The registration process can make a lasting impression on visitors, and exhibitors will be none too pleased if people arrive on the show floor in a bad mood thanks to inefficient procedures.
Event Advantage Solutions (EAS) director Peder Berg says the solution is simple. "Pre-registration saves us a hell of a lot of stress - the shorter the queues the better," he says. EAS has developed a pre-registration system called Fusion, where the company emails personalised invites to potential visitors and then tracks which are being opened and responded to. EAS used a variant on this system at speed-dating event Chemistry in October 2003, enabling attendees to send messages to fellow visitors that they hoped to meet prior to the event.
Dataco Systems manages registration for World Travel Market (WTM) at Excel. The Reed Travel Exhibitions show in London's Docklands attracts Dataco managing director Paul West says thorough preparation is key. "A system is only as good as the operator, but if a system is bad there is only so much a good operator can do," he says.
As well as improved methods for registration and badge delivery, systems are being developed that allow organisers to capture data about visitors during the event.

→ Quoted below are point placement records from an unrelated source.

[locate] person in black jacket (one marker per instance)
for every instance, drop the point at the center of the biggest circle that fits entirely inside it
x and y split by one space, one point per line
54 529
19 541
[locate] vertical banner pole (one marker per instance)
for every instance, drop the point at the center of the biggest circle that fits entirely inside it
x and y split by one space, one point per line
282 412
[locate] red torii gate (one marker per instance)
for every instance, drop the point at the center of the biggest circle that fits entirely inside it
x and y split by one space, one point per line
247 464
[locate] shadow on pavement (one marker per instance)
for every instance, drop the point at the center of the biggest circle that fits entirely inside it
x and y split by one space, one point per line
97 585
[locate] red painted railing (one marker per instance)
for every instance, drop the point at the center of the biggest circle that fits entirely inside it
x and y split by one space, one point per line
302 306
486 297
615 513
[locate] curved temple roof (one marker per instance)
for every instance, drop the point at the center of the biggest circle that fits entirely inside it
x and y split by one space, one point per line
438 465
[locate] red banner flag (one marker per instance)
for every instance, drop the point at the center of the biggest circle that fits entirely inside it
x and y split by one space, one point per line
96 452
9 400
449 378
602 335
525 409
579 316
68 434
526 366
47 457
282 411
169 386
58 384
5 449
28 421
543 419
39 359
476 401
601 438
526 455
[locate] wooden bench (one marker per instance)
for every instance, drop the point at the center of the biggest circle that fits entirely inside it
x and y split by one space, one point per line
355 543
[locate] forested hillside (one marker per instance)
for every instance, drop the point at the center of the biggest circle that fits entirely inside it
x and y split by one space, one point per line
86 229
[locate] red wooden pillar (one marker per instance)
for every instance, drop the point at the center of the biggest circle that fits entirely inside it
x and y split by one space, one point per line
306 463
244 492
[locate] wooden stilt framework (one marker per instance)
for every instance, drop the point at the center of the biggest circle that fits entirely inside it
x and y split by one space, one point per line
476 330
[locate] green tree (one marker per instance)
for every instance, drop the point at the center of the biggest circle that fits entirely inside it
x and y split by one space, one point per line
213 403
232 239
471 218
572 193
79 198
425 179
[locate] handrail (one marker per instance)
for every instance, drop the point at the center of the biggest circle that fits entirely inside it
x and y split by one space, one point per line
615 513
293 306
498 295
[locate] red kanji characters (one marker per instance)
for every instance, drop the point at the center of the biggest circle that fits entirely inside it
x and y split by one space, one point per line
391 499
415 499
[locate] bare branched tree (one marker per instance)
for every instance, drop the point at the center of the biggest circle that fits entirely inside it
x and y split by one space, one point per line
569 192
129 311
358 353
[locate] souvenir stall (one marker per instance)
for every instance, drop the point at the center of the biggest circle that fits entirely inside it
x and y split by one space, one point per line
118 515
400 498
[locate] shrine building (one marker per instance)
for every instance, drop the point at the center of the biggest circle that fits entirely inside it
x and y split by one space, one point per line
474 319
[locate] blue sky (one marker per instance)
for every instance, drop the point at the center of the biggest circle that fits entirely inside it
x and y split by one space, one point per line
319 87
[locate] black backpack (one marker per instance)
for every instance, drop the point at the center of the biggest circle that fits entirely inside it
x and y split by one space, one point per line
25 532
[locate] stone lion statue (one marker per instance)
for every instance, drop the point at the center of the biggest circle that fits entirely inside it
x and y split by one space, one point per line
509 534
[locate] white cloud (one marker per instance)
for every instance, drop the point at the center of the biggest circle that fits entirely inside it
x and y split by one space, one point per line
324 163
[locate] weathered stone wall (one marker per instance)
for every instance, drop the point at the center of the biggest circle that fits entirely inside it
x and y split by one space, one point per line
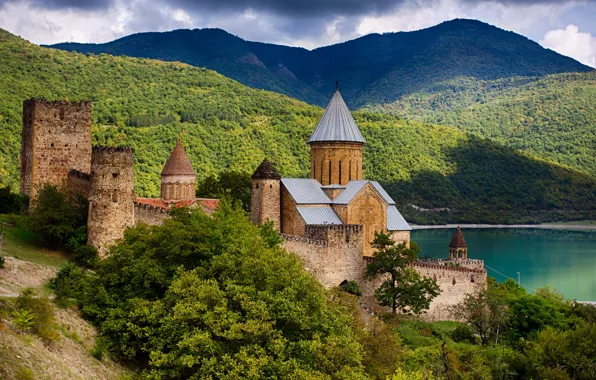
79 183
291 221
56 137
111 206
331 253
335 162
150 214
175 187
369 210
265 202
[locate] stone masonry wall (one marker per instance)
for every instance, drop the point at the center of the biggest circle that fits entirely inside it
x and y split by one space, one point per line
79 183
111 207
56 137
150 214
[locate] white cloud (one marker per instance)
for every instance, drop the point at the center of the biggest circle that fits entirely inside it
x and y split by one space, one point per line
572 43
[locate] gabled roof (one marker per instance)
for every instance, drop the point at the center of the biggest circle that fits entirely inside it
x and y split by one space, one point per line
305 191
458 240
319 215
395 221
266 170
178 163
352 188
337 123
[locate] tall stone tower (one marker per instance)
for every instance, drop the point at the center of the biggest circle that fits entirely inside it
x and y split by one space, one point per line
178 178
458 248
111 207
265 203
56 137
336 146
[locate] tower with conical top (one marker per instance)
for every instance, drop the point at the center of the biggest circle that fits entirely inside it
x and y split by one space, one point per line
265 202
458 248
178 178
336 145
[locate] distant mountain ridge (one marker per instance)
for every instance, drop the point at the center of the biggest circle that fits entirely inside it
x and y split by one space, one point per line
373 69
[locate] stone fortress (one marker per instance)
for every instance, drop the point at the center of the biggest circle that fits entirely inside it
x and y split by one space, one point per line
56 150
330 219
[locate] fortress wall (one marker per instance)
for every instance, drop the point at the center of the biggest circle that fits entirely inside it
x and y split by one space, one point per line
79 183
150 214
56 137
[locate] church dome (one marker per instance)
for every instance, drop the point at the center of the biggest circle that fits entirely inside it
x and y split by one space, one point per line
178 163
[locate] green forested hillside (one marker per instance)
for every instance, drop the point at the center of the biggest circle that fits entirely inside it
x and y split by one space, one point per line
147 104
552 117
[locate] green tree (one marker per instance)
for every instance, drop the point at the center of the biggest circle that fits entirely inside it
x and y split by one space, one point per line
485 312
56 217
208 296
403 288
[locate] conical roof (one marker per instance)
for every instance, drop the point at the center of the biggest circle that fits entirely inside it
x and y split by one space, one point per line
266 171
458 240
337 123
178 163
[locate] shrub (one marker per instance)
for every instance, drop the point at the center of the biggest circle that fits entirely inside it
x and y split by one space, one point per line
86 256
351 287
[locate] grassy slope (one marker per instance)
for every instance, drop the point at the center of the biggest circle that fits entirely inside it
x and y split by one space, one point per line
552 117
233 126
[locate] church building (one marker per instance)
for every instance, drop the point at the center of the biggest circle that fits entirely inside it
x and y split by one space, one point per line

This typically involves using bar codes and scanner pens, such as Identilam's Badge & Track system, to provide instant information about visitors.
No physical contact
Berg from EAS believes bar code systems will become obsolete. "They can interrupt communication so we've been experimenting with Radio Frequency Identification (RFID), a wireless system that lets users read information from a smart tag without having to make physical contact with visitors," he explains. "The data can then be immediately transferred to event management software."
Registration Master from Mission Business Systems (MBS) uses this technology, and microchips are built into name badges to allow accurate data capture without bar codes or smart cards.
Not everyone is convinced. CTS managing director David Edwards says: "We've explored using chips, but it's expensive and you can still get visitors in quickly with traditional methods of scanning." CTS recently launched a lead capture system on a hand-held computer (PDA) that enables exhibitors to access information about a visitor by keying in the relevant badge number.
MBS also offers a hand-held computer version of Web-based event management software. MBS director of operations Simon Young says: "Once the Regis system is online you can sit back and relax. The whole thing is pretty much self-managing and can process data that you can access anywhere at any time."
Hewlett-Packard used the system to register visitors to its stand at Telecom World 2003 in Geneva as well as book meetings and accommodation.
"Once you have collected the data you can download it to a spreadsheet program and create a visitor database that you can work on offline," adds Young.
New methods of data capture are increasingly important because of the Data Protection Act, which restricts the use of business cards collected on stands. Companies must be given explicit permission to use contact details and data collected for one purpose only, such as a competition.
Business cards cannot then be used for another purpose such as lead capture unless it is advertised at the time.
Berg from EAS remains positive. "The act is necessary and not all that restrictive. You just need to ask for permission," he says. But Dataco's West disagrees. "The act controls what we can and can't do, and an increasing percentage of people are opting out of participating," he bemoans.
There is no simple solution to ensure a positive registration experience for exhibitors and visitors, but the advent of new technologies shows registration and event firms are rising to the challenge.